X_train, X_test, y_train, y_test = train_test_split(X, y, test_size=0.2, random_state=42)

scaler = StandardScaler()
X_train = scaler.fit_transform(X_train)
X_test = scaler.transform(X_test)

# Convert to tensors
X_train = torch.FloatTensor(X_train)
X_test = torch.FloatTensor(X_test)
y_train = torch.FloatTensor(y_train.values).view(-1, 1)
y_test = torch.FloatTensor(y_test.values).view(-1, 1)


## 5. Define Logistic Regression Model in PyTorch


In [None]:
class LogisticRegressionModel(nn.Module):
    def __init__(self, input_size, output_size):
        super(LogisticRegressionModel, self).__init__()
        self.linear = nn.Linear(input_size, output_size)

    def forward(self, x):
        x = self.linear(x)
        x = torch.sigmoid(x)
        return x

input_dimention = X_train.shape[1]
model = LogisticRegressionModel(input_dimention, output_size=1)


## 6. Train the Model
We use binary cross-entropy loss and SGD optimizer with L2 regularization (weight decay).


In [None]:
Loss_function = nn.BCELoss()
optimizer_regularised = torch.optim.SGD(model.parameters(), lr=0.01, weight_decay=0.01)

epochs = 1000
for i in range(epochs):
    model.train()
    optimizer_regularised.zero_grad()
    output = model(X_train)
    loss = Loss_function(output, y_train)
    loss.backward()
    optimizer_regularised.step()


## 7. Evaluate the Model


In [None]:
model.eval()
with torch.no_grad():
    y_pred_probs = model(X_test)
    y_pred = (y_pred_probs > 0.5).int()

y_test_np = y_test.cpu().numpy()
y_pred_np = y_pred.cpu().numpy()
y_pred_probs_np = y_pred_probs.cpu().numpy()

# Confusion Matrix
cm = confusion_matrix(y_test_np, y_pred_np)
plt.figure(figsize=(6,5))
sns.heatmap(cm, annot=True, fmt='d', cmap='Blues', cbar=False)
plt.xlabel('Predicted Labels')
plt.ylabel('True Labels')
plt.title('Confusion Matrix')
plt.show()

# Classification Report
print("\nClassification Report:")
print(classification_report(y_test_np, y_pred_np, digits=4))

# ROC Curve
fpr, tpr, _ = roc_curve(y_test_np, y_pred_probs_np)
roc_auc = auc(fpr, tpr)
plt.figure(figsize=(7,6))
plt.plot(fpr, tpr, label=f'ROC Curve (AUC = {roc_auc:.3f})')
plt.plot([0, 1], [0, 1], 'k--')
plt.xlabel('False Positive Rate (FPR)')
plt.ylabel('True Positive Rate (TPR)')
plt.title('Receiver Operating Characteristic (ROC) Curve')
plt.legend(loc='lower right')
plt.show()

print(f"AUC Score: {roc_auc:.4f}")


## 9. Feature Importance Analysis

In logistic regression, the weights of the linear layer indicate the impact of each feature on the prediction.  
Larger absolute weights correspond to more influential features. Positive weights suggest a positive correlation with the outcome (predicting the positive class), while negative weights suggest the opposite.  
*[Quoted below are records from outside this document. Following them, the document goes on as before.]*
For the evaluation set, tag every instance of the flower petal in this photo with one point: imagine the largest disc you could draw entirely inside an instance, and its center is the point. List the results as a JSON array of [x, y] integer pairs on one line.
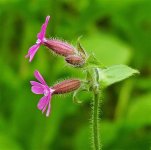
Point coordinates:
[[42, 102], [37, 89], [42, 33], [39, 77], [48, 109], [34, 83], [32, 51]]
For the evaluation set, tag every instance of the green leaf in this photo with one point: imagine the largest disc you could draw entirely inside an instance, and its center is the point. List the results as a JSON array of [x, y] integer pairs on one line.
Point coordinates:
[[115, 74]]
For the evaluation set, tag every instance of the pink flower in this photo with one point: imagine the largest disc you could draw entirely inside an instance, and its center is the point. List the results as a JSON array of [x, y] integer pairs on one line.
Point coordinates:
[[42, 88], [40, 40]]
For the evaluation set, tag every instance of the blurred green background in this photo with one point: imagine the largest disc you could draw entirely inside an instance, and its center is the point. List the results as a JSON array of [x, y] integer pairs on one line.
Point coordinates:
[[118, 32]]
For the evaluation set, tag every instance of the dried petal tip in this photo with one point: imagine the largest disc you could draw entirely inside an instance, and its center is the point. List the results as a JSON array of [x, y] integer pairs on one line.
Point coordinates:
[[59, 47], [66, 86], [75, 60]]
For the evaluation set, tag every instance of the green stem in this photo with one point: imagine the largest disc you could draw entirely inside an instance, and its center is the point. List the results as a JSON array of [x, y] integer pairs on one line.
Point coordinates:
[[95, 122], [95, 113]]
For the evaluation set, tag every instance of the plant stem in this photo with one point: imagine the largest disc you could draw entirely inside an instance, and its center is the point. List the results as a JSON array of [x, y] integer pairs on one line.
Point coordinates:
[[95, 113], [95, 122]]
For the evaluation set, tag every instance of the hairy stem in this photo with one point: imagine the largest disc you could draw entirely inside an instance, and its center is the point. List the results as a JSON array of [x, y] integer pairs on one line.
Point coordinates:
[[95, 113], [95, 122]]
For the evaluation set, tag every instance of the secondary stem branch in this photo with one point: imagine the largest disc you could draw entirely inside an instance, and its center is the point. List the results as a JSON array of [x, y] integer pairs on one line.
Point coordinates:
[[95, 122]]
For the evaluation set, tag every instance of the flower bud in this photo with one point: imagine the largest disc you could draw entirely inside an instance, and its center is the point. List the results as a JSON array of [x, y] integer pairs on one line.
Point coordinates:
[[75, 60], [66, 86], [59, 47]]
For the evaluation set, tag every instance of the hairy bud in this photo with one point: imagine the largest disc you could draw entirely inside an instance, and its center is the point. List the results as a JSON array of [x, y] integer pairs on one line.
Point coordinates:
[[59, 47], [75, 60], [66, 86]]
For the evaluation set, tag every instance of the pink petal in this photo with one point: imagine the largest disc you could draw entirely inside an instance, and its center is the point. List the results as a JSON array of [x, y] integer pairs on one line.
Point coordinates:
[[48, 110], [37, 90], [39, 77], [48, 99], [32, 51], [42, 33], [42, 102], [34, 83]]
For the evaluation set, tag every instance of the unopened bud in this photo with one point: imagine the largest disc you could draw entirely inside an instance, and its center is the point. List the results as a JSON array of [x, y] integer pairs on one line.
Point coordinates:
[[75, 60], [66, 86], [59, 47]]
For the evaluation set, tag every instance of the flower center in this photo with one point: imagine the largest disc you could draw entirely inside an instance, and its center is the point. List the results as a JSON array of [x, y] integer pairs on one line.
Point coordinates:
[[46, 92]]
This section extracts the model weights, creates a DataFrame to display feature importance, and visualizes the top 15 features.


In [None]:
import pandas as pd
import matplotlib.pyplot as plt
import numpy as np

#Extract model weights
#model.linear.weight shape: [1, num_features], flatten to 1D array
feature_weights = model.linear.weight.data.numpy().flatten()


feature_names = data.drop('win', axis=1).columns
feature_importance_df = pd.DataFrame({
    'Feature': feature_names,
    'Importance': feature_weights
})

#Sort by absolute value of importance
feature_importance_df['Abs_Importance'] = np.abs(feature_importance_df['Importance'])
feature_importance_df = feature_importance_df.sort_values(by='Abs_Importance', ascending=False)


print("Top 15 Features by Importance:\n")
print(feature_importance_df.head(15))


plt.figure(figsize=(10,8))
plt.barh(feature_importance_df['Feature'][:15][::-1], feature_importance_df['Importance'][:15][::-1])
plt.xlabel('Importance (Weight Value)')
plt.title('Top 15 Feature Importances')
plt.show()


## 8. Conclusion

- The logistic regression model using PyTorch successfully predicts match outcomes.
- EDA provided insights into feature correlations and target distribution.
- Confusion matrix, classification report, and ROC/AUC curves give a clear understanding of model performance.
- This notebook can be uploaded to GitHub as a portfolio-ready project.